Uncanny patterns

I often remind myself and my writing students that life is pretty random but fiction is about patterns.

One of the challenges is that writers have to use their clever brains–and their organic connections with their characters–to be careful that the patterns aren’t obvious and predictable and thus uninteresting.

This week, a young reader and gardener visited my house and admired my garden.  What he liked was that it didn’t have just the same old stuff…yellow corn.  Green beans.  No!  It had golden zucchini and purple peppers and black tomatoes.

 

It had oxalis tuberosa instead of potatoes.  (Can’t wait to see how those taste–they were eaten in ancient Peru and I once wrote a folktale set in ancient Peru.)

It had something called chocolate soldier.

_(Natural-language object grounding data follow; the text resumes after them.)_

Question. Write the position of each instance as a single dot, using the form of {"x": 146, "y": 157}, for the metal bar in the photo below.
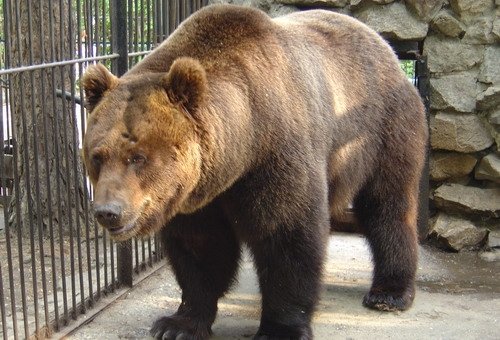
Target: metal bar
{"x": 37, "y": 189}
{"x": 2, "y": 307}
{"x": 119, "y": 45}
{"x": 49, "y": 189}
{"x": 8, "y": 63}
{"x": 57, "y": 64}
{"x": 67, "y": 165}
{"x": 422, "y": 76}
{"x": 18, "y": 188}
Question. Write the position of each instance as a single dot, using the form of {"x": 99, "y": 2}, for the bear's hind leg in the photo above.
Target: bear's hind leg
{"x": 204, "y": 253}
{"x": 289, "y": 266}
{"x": 388, "y": 217}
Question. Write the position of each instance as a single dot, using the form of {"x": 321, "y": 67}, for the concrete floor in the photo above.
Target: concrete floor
{"x": 458, "y": 297}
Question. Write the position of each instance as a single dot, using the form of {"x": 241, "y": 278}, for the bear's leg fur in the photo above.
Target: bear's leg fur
{"x": 387, "y": 210}
{"x": 289, "y": 265}
{"x": 204, "y": 254}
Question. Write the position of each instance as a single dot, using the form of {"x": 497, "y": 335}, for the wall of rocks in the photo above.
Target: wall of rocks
{"x": 461, "y": 42}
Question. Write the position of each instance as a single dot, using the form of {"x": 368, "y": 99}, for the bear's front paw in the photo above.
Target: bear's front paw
{"x": 179, "y": 328}
{"x": 277, "y": 331}
{"x": 388, "y": 302}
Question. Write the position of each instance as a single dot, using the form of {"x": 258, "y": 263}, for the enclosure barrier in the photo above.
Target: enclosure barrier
{"x": 55, "y": 263}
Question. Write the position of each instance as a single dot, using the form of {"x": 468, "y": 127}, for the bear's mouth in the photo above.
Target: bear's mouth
{"x": 119, "y": 231}
{"x": 116, "y": 231}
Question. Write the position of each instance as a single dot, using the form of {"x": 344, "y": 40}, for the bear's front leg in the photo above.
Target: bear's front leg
{"x": 204, "y": 255}
{"x": 289, "y": 265}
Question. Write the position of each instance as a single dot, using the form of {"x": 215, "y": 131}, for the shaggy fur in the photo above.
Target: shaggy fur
{"x": 244, "y": 129}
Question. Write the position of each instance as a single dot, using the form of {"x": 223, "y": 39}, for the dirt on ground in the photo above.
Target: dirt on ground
{"x": 458, "y": 297}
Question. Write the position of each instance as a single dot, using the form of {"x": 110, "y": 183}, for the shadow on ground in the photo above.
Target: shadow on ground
{"x": 458, "y": 297}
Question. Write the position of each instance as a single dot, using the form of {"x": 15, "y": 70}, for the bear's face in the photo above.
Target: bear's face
{"x": 141, "y": 148}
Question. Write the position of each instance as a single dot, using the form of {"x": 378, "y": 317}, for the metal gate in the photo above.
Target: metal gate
{"x": 55, "y": 264}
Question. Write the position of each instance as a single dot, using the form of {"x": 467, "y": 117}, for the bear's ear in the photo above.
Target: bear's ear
{"x": 186, "y": 83}
{"x": 95, "y": 82}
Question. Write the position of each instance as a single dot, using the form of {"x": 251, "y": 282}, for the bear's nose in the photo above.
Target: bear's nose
{"x": 108, "y": 215}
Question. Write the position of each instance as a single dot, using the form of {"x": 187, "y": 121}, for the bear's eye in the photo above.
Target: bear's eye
{"x": 96, "y": 162}
{"x": 137, "y": 159}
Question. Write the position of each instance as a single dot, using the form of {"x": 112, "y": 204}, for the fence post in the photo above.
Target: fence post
{"x": 422, "y": 75}
{"x": 120, "y": 46}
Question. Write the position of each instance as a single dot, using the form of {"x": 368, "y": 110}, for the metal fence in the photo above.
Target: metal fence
{"x": 55, "y": 264}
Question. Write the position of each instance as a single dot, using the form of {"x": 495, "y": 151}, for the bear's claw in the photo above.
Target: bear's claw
{"x": 176, "y": 328}
{"x": 387, "y": 302}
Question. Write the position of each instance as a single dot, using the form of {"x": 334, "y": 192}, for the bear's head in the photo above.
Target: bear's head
{"x": 142, "y": 146}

It has amaranthus, which my visitors thought looked like a Dr. Seuss plant, with its strange ropy blossoms.  How eerie to find out that this is also called Love Lies Bleeding.

(My sweetie says he feels like he’s living in a plant zoo.)

It was my young visitor who also used the word “uncanny” to describe the strange-but-true stories that weave their ways into our lives.  I was talking with his mom about a family retreat I’ll be leading for Westminster Presbyterian Church that will focus on stories…and he’s right.  Sometimes life doesn’t seem random at all.  Sometimes it has really odd connections and patterns.

For example, long ago my daughter used to do an odd little dance around and around a rocky circle in our yard in Grand Forks, ND singing songs and telling stories to herself.  I asked friends to tell me what might grow in that rocky soil.  They said, “Moss rose.”  So I tried moss rose.

I tried and tried and tried moss rose.

No luck.

It didn’t take, though.  Even in the rich Red River Valley soil, it failed to Only Connect.

This summer, I asked one of my sisters if she knew what a strange visitor to my garden might be.  She said no.

It turned out to be a moss rose.

After all this time…a moss rose–that I once tried so hard to grow–came unannounced to my garden.  Isn’t that amazing?

My volunteer efforts to get books to kids in Ethiopia have shown me that the universe ripples around us in strange and fascinating ways.  I cling to trust that if I do my part, the uncanny connections that I’ve written about on this blog will continue to appear there, too.

Even a story that appears to have a terribly sad ending–like this birth mother who felt she had to give up her twins for adoption–can have surprising new twists…like an adopted daughter who appears 17 years later–with her adoptive mom–to make new connections.

In life…in fiction…characters suffer.  We pay hard and bitter prices sometimes to get what our deepest selves need.

And sometimes we get to write a different ending.